Humans are amazing beings. I believe that the spirit of resistance and struggle for justice lives in all of us in some form; it just takes different stimuli to awaken our inner activist. If you look closely, history is full of stories people illustrating hope: the struggle against apartheid in South Africa. Surviving the slaughter and genocide in Burma, Cambodia, Rwanda, and Central America. Protesting the overthrow of democratically elected governments in Chile and the Congo. Women demanding the right to vote, the right to have control over their bodies, their right to live in a world that is free from all forms of violence against them. Workers marching for their right to a living wage and safe working conditions.

Palestine struggling to end the occupation and for the right to a free and independent state.

Where does inspiration live if not here? How can we think that hope is lost when the people of Palestine, beaten and battered for the past 56 years, hold their ground and call for justice to be done?

Hope does not come easily here. With Ariel Sharon building the Separation Wall on confiscated land throughout the West Bank, more than 7,500 Palestinian political prisoners in Israeli jails, bombings, assassinations, and home demolitions, most days it is easier to succumb to feelings of powerlessness and despair. But despite this, the hope that kindled is one based quite simply on the refusal to be occupied by a foreign military power. No American-made bombs dropped from Israeli warplanes can crush this hope.

As we continue to find our way, have courage that our struggles are not in vain. Piece by peace we will reconstitute the world. Celebrate the small victories, and do not be discouraged by the large setbacks.
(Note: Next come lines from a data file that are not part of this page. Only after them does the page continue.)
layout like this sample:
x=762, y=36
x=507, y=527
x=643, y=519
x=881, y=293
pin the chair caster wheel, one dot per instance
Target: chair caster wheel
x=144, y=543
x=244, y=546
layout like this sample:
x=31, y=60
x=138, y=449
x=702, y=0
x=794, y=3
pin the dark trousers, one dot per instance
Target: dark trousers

Do not despair. You are not alone. None of us are alone, despite the mainstream media’s attempt to convince us otherwise. All of us who work for justice, peace, freedom, women’s rights, and a protected environment ­ we are the moral majority. These days may have passed into darkness but it does not mean that all is lost. Each one of us is a candle of hope, and if we stand together we will light up the world.

Indeed, we shall live to see these days renewed.

AMELIA PELTZ is a peace activist in Ramallah.